09-24-2015 03:35 PM
I'm doing a proc logistic and trying to figure out how to determine the frequencies of each variable used in my final model. The output tells me the number of observations read, but is there a way to know how the 'n' of each variable in my multivariate model?
09-24-2015 03:51 PM
If I am understanding this question correctly, you want to know how many observations are used for each variable of your model. I believe the answer is the same for all variables and will be the one that you already have. If a given value is missing for a single variable, then even if there is data for the other variables, the entire observation will be dropped from the model calculations. So any observation with missing values for variables included in your model will be dropped. You should look into handling missing data so that you can fill these missing values before hand with imputed values.
Best of luck,
09-24-2015 04:06 PM
Hmm I included the code below and specified that observations are dropped for the variables in the model. However, I've seen tables in many publications where the 'n' is listed for variables in unadjusted and adjusted models. And the variables in the adjusted models have different 'n' values.
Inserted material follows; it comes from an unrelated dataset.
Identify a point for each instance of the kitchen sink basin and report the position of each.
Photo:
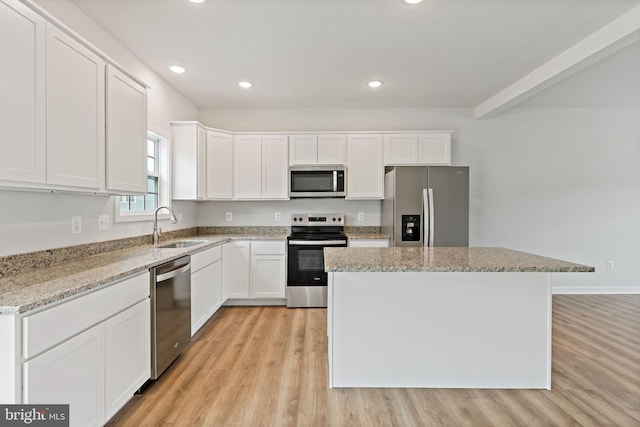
(182, 244)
proc logistic descending data=meley.burum7; /*MODEL 1*/
model exclusive= mbmi /*keep*/
Lib_lessthan8 Lib_morethan8 Gha_zone1112 /*ACC: Time living in Ghana with 4 groups*/
where exclusive ne . and mbmi ne . and childage ne . and primi ne . and marital_status_model2 ne . and dailyincome2 ne .
and Read_or_Write ne . and Q38_Borrowed_money_from_others ne . and acc25_timeinghana ne . and mom_age ne . ; run;
09-24-2015 11:51 PM
09-25-2015 10:00 AM - edited 09-25-2015 10:02 AM
The problem is that if a record is missing observations, then comparing it to those that are not is like comparing apples and oranges. For example, if you are predicting exclusive and have trained your model and found that both childage and primi are very influential in predicting exclusive. Then if you have one observation that has records for both childage and primi and one record that is missing a value for primi, then it would be inconsistent to use the same model to predict both records. This has to do with the fact that when you are calculating model coefficients, you are finding the impact of any independent variable on the dependent variable while holding all other independent variables constant. If you don't have those other variables (due to missing values), then really what you have is a completely different model e.g. y=x_1+x_2 vs. y=x_1. So the 'n' or number of observations for your model should be the same for all variables used in your model. I am not sure what you have seen in other publications, perhaps they were running multiple experiments with different cohorts and then comparing them? By default, SAS will drop any observations with missing values that are used in the model for this reason. I hope that helps.